All Your Swing Are Belong To Us

I suppose if this blog has a beat, it’s plumbing the depths of epistemological paranoia and distrust of the Bush Administration, so I imagine I’m expected to weigh in on the report that the Department of Defense Against the Dark Arts Homeland Security is preparing contingency plans for delaying the presidential election in the event of "an Al Qaeda strike."  Making the uncharitable but nonetheless realistic assumption that this contigency planning is primarily motivated by political concerns of the Bushies, I am confident in declaring that no such delay would actually be implemented.

A major terrorist attack on the eve of the election would perfectly suit Rove’s strategy of energizing the Republican base and depressing turnout.  Just as it took years for the political mainstream to question Bush’s competence in possibly preventing 9/11, the immediate aftermath of another atrocity would preclude public consideration that it might demonstrate Bush’s unfitness to be President.  Bush’s constituency consists solely of: 1) Apocalyptic Christians, 2) people who believe Bush has been and will continue to be a good "war president," and 3) people who viscerally loathe Democrats and/or Kerry (Bush also has the support of the plutocrats, but they don’t vote with ballots—they voted with their checkbooks months ago).  In the event that the U.S. is attacked close to the election, it is in Bush’s interest to ensure that the election goes forward; the first two groups of Bush’s base are the least likely to be deterred from going to the polls.  Rather than attempt to win swing voters, Rove would rather they not vote at all, whether out of apathy, disgust, or fear.

This, of course, is the reason the report was publicized; no one who is offended by the thought of postponing elections was planning to vote for Bush anyway, but planting the mere possibility in the public consciousness takes the FUD strategy to the next step.  Expect an orange October and a histrionic World Series.

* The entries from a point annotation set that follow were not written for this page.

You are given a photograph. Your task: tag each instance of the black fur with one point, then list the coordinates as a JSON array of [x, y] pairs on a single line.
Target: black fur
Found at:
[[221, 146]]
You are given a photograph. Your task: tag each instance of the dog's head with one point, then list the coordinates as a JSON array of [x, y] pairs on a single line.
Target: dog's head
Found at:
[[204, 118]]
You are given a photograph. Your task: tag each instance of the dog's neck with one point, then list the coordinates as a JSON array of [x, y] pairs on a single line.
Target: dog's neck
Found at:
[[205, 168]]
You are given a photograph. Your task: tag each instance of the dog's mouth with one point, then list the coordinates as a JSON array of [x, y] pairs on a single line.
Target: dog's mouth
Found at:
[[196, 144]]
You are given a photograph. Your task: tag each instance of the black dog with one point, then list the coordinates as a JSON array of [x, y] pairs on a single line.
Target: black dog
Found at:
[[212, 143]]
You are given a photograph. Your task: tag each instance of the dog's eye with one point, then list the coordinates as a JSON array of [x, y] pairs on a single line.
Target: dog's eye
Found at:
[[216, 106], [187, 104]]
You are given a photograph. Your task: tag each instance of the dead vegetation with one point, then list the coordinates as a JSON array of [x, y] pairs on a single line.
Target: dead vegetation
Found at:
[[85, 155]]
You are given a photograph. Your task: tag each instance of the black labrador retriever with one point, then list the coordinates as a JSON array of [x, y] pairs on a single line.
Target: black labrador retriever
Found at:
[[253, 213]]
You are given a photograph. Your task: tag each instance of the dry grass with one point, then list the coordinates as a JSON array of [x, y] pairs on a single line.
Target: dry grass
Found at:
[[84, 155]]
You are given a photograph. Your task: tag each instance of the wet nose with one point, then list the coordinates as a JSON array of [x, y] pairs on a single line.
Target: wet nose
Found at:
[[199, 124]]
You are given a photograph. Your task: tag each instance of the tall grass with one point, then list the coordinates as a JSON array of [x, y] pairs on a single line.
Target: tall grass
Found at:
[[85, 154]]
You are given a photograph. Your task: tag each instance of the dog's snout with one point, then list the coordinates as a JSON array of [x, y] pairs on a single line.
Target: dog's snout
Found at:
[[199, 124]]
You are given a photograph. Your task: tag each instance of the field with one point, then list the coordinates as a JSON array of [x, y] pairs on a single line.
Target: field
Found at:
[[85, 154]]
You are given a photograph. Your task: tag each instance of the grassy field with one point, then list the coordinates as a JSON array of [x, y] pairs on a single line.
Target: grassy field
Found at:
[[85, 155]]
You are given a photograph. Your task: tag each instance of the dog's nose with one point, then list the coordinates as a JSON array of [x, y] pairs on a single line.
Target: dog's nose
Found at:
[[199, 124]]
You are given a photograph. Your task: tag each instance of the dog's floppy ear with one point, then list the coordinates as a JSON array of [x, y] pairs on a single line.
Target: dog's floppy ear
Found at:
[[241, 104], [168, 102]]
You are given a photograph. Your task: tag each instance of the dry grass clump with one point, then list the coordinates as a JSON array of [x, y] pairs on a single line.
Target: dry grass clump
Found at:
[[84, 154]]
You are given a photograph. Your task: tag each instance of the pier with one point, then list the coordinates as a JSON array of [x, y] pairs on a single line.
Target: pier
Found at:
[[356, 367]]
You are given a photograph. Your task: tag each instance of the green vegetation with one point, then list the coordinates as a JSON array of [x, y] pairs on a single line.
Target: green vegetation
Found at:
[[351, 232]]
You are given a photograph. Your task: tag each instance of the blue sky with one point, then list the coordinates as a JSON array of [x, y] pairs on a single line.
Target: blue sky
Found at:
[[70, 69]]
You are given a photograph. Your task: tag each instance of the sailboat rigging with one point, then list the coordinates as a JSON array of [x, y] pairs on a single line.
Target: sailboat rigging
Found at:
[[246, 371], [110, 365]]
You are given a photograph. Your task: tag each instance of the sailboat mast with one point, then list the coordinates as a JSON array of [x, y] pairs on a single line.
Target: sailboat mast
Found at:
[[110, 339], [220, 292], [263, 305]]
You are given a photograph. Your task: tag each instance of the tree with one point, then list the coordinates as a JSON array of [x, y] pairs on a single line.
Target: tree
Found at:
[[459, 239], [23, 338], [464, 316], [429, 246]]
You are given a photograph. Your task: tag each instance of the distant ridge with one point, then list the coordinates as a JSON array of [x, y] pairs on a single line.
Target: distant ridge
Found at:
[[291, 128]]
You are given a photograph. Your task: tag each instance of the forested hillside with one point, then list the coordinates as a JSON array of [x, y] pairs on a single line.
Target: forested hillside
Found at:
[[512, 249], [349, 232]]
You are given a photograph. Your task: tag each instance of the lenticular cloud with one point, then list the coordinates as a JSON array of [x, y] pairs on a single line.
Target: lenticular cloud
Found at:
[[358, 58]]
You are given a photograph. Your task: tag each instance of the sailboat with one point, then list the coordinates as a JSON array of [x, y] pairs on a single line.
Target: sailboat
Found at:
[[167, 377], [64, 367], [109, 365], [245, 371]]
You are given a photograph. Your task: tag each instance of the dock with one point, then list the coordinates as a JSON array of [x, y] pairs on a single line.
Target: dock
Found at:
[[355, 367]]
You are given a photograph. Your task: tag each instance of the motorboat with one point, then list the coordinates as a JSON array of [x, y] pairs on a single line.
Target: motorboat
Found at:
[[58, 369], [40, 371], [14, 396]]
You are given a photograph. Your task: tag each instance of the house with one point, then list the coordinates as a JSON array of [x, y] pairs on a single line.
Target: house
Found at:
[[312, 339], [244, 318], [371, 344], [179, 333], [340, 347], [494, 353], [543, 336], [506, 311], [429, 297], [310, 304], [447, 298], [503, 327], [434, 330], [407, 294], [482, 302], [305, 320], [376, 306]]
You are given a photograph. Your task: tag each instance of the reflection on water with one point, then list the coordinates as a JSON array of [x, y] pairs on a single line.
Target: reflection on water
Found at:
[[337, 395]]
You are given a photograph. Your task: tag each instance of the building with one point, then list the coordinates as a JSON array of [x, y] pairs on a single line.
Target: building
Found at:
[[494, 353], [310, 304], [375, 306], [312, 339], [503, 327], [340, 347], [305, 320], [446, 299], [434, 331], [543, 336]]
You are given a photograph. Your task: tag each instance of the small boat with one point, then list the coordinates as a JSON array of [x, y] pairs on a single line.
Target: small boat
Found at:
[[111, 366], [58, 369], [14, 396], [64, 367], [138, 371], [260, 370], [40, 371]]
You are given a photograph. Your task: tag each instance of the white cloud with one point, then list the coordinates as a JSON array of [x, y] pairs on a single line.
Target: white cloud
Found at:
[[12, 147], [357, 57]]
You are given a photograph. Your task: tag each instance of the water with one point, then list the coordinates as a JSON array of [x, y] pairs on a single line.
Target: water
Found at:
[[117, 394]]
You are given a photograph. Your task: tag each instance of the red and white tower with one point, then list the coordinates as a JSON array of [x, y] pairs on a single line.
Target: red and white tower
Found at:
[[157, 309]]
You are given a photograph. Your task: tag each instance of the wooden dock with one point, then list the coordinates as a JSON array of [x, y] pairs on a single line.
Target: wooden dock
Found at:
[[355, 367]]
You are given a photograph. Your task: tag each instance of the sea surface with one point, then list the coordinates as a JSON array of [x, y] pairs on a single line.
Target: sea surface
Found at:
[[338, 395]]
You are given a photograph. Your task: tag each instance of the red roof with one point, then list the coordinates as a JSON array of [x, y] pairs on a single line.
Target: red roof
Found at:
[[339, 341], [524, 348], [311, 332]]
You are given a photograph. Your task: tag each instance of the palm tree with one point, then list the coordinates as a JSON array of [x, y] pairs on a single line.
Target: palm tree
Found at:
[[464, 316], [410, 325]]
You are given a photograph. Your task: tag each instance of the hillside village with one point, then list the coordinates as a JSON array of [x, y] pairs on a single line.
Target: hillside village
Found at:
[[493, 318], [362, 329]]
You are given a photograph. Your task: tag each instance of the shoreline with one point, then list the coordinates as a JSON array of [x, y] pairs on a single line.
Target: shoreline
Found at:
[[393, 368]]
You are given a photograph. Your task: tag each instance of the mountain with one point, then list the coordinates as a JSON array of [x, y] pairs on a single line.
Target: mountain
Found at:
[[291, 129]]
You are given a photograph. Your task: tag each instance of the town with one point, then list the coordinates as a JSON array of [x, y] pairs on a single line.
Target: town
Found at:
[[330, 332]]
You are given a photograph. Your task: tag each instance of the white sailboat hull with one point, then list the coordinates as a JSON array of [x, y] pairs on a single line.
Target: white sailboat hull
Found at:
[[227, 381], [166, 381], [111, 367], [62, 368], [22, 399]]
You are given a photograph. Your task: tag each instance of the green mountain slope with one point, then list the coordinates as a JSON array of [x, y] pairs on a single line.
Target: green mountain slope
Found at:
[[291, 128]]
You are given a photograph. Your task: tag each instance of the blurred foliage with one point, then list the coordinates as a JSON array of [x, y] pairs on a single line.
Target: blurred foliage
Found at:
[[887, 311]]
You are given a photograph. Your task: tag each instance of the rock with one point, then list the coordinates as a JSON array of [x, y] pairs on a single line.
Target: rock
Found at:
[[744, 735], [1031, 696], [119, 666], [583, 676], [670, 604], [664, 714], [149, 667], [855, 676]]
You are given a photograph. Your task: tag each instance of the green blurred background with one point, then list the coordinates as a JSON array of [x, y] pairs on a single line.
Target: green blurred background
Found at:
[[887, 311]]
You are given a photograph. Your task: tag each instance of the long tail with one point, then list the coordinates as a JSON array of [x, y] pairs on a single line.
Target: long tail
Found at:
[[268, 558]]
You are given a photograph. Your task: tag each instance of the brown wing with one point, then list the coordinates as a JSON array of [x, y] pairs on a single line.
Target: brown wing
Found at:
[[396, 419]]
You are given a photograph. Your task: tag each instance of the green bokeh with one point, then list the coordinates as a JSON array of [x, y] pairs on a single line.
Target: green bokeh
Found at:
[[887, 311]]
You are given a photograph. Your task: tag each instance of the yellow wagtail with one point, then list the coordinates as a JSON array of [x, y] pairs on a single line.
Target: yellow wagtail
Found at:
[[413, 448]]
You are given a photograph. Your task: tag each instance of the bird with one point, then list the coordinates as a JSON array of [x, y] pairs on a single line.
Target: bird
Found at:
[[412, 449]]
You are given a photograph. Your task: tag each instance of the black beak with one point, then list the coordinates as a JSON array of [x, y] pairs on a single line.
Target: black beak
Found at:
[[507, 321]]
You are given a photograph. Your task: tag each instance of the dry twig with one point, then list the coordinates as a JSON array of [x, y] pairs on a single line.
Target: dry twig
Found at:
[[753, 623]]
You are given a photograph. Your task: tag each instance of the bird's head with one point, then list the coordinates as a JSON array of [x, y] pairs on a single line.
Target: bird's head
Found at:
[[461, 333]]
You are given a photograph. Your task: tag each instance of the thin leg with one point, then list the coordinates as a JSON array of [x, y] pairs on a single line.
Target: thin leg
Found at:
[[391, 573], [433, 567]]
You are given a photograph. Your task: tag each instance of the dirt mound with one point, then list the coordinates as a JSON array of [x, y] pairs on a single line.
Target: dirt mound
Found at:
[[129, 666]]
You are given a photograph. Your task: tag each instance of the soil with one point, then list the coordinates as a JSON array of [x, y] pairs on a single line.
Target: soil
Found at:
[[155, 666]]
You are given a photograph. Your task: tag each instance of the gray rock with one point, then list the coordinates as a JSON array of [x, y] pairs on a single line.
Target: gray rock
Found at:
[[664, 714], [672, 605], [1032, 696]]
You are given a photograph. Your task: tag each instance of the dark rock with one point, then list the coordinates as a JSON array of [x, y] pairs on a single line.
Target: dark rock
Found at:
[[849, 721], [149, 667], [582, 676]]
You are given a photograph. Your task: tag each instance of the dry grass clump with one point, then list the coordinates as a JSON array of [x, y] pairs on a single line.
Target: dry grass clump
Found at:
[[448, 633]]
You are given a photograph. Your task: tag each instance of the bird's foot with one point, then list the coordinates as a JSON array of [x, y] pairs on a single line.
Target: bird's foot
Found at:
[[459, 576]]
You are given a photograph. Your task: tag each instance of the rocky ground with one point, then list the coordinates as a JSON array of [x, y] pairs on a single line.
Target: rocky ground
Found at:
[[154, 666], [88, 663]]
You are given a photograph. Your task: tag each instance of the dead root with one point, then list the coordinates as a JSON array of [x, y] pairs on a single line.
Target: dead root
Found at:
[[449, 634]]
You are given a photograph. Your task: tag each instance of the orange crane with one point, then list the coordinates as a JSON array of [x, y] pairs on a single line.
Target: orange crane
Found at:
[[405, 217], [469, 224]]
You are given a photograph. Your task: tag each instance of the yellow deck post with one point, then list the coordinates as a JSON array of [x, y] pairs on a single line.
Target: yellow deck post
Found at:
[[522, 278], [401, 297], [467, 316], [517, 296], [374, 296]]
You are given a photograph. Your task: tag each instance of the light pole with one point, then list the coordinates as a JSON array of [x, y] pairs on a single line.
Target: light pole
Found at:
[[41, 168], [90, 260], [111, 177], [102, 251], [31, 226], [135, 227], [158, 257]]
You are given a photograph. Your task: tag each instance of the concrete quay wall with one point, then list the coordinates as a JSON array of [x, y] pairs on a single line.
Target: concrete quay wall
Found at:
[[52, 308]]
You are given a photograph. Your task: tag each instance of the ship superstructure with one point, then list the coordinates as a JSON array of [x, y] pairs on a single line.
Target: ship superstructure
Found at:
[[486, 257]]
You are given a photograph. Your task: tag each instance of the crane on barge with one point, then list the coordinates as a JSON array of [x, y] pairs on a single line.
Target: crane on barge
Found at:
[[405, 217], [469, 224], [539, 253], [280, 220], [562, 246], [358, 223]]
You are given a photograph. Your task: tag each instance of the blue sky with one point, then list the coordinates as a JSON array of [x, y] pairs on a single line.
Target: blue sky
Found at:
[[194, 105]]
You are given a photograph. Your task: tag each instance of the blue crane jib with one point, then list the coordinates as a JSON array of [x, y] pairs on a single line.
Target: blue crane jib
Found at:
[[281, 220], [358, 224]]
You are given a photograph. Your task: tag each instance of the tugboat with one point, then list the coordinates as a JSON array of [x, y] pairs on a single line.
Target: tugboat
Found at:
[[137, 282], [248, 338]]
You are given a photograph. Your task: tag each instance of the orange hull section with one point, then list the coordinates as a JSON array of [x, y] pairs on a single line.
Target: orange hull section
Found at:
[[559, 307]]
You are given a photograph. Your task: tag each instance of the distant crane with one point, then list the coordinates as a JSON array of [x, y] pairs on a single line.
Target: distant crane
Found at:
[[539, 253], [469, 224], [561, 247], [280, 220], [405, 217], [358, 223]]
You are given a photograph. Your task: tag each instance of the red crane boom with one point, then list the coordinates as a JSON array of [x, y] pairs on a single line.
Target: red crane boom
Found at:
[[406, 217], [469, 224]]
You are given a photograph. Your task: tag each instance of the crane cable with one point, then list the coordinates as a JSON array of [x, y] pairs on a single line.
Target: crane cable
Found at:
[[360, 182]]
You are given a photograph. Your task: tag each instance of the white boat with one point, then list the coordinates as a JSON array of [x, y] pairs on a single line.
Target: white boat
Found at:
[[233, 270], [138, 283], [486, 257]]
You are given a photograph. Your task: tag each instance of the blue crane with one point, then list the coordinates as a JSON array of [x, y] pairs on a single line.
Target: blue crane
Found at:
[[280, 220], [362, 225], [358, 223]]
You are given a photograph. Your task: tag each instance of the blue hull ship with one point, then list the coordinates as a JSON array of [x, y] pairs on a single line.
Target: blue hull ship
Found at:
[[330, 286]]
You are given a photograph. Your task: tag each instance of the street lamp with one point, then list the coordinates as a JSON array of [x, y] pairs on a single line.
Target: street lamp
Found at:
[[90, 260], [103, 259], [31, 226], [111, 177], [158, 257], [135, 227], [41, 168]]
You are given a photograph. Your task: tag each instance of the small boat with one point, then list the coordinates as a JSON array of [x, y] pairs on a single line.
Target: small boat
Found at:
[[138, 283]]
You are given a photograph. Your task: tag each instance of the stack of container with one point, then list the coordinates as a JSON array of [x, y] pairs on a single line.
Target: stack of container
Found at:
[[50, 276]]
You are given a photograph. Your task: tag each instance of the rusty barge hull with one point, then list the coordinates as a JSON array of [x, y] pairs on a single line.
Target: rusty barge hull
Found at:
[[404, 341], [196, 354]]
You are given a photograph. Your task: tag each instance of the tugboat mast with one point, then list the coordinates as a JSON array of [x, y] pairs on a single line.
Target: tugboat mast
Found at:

One unforeseen benefit of this meme is that it allows me to return to my other hobbyhorse, the dire need for electoral reform in this country, all the more appalling in light of what we should have learned from the 2000 election.  Despite such (arguably) more plausible circumstances for suspension of elections as the Civil War and potential nuclear attack, the United States has never truly acknowledged the fragility of this fundamental institution of democracy.  Any serious plan for delaying a national election would necessarily invite discussion of what I originally thought was a necessary response to the 2000 election fiasco (in addition to the thunderingly obvious reform of abolishing the Electoral College): federalizing presidential elections.  In the wake of Diebold, however, I’ve decided that the last thing the presidential election needs is a monoculture.  Teresa Nielsen Hayden has further questions as an exercise for the reader citizen.